Um…I still do that? Although I also remember using old school card catalogues rather than an online database to find media. And those cards in the pockets at the back of the book that told you the due date.
Ye gods, I’m old.
…have you never been to a library lately?
Yes, card catalogs are now electronic records (which, FYI, makes it SO much easier and quicker, at least at my library), but they totally still do the “card in the pocket of the book to tell you the due date”, though our library puts them inside the front cover, not the back.
The only difference with the cards now in my library system is, get this: the card and pocket have RFIDs now. If you try to walk through the doors without one of their cards in the pocket, it sets off an alarm. I found this out because I have a bad habit of sometimes using the cards as bookmarks, and apparently it works as well going in as going out.
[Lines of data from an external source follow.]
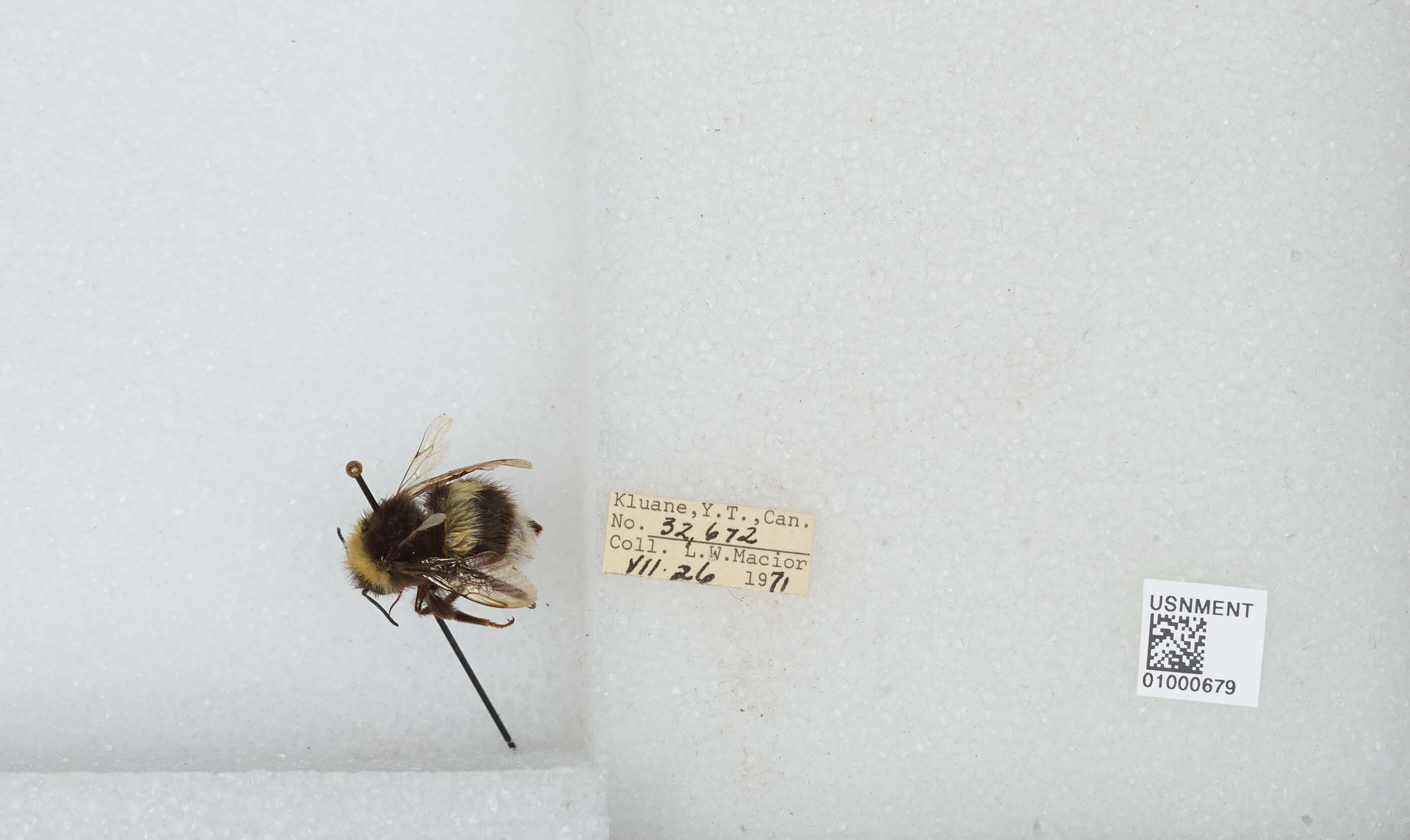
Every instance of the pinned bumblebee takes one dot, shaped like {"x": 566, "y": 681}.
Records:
{"x": 456, "y": 534}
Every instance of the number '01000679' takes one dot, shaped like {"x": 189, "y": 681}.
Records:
{"x": 1186, "y": 682}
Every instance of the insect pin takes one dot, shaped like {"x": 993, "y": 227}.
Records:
{"x": 450, "y": 536}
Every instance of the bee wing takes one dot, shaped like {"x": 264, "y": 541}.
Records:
{"x": 434, "y": 482}
{"x": 487, "y": 578}
{"x": 429, "y": 454}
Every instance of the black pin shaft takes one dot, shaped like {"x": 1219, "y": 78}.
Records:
{"x": 356, "y": 471}
{"x": 484, "y": 698}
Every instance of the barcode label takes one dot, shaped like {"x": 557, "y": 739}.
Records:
{"x": 1202, "y": 642}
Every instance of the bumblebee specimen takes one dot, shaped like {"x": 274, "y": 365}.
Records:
{"x": 456, "y": 534}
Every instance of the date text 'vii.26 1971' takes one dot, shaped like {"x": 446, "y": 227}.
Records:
{"x": 708, "y": 543}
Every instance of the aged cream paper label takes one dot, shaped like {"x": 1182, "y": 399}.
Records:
{"x": 1202, "y": 642}
{"x": 708, "y": 543}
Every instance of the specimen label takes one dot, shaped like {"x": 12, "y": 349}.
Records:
{"x": 1202, "y": 642}
{"x": 710, "y": 543}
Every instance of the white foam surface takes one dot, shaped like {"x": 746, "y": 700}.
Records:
{"x": 1027, "y": 302}
{"x": 560, "y": 804}
{"x": 242, "y": 247}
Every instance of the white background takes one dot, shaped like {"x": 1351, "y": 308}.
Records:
{"x": 1027, "y": 302}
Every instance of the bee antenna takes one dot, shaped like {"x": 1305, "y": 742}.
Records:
{"x": 381, "y": 608}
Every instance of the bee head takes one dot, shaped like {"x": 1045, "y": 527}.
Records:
{"x": 364, "y": 568}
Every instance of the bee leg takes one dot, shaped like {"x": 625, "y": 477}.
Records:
{"x": 420, "y": 601}
{"x": 440, "y": 608}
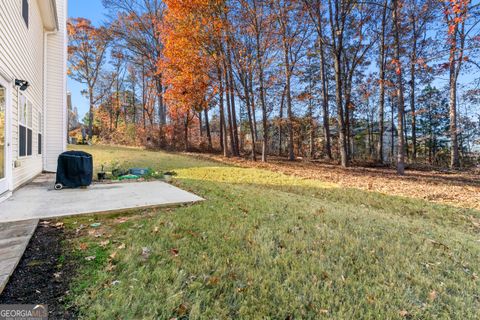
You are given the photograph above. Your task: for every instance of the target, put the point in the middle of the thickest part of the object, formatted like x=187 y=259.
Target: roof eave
x=48 y=10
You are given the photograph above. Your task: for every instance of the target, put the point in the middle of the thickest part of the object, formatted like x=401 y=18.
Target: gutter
x=45 y=70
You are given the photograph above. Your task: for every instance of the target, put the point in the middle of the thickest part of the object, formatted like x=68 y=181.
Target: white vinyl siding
x=55 y=137
x=21 y=57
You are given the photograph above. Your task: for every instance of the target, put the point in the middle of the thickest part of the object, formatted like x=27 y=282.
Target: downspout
x=44 y=129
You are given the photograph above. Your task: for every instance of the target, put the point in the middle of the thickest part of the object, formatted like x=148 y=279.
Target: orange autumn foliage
x=189 y=29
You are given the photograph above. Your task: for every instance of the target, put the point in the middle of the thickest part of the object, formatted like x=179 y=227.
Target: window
x=40 y=130
x=25 y=134
x=25 y=11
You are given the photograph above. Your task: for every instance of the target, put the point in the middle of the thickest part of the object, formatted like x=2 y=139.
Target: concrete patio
x=39 y=200
x=19 y=214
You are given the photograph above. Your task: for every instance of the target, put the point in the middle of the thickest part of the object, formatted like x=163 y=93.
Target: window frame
x=25 y=120
x=39 y=133
x=26 y=12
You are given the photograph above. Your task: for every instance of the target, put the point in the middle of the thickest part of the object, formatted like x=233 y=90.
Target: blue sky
x=93 y=10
You can renew or reserve books online now though, and apparently my library now does ebook borrowing as well, for e-readers and PCs with apps for it. Which is honestly kind of neat. I’ve been debating going into library science and it’s kind of interesting in that, while there are some schools that still focus on teaching archival processes, most modern library schools focus on electronic information; the modern librarian is expected to be a whiz at finding any information anywhere in the world. NYPL even has a really awesome online feature where you can chat with a librarian and have them help you find information on pretty much anything, and I do mean anything, because seriously, I once was able to locate a small town in Texas, whose name I wasn’t sure how to spell and which I wasn’t entirely sure still existed or still had the same name and which GOOGLE MAPS COULDN’T FIND… purely because an NYPL librarian, half a continent away from me and nowhere near Texas, managed to find the modern zipcode for the town based on historical listings of cemeteries. Yes, really. It was pretty amazing.
Technology has certainly changed the way information is transmitted and stored and thus completely altered the modern library system, this is true. And made information technically more accessible, but it’s not always easy to navigate. Weirdly, this means that librarians are actually more needed than ever, because they’re the ones who have kept up the training to deal with the way information is listed and organized. So, while it’s changing, the library will probably stick around for a long while.
This is the first wall of text I’ve ever read that actually had pertinent and useful information in it. Woah!
Didn’t Leslie always use to wear a pink singlet?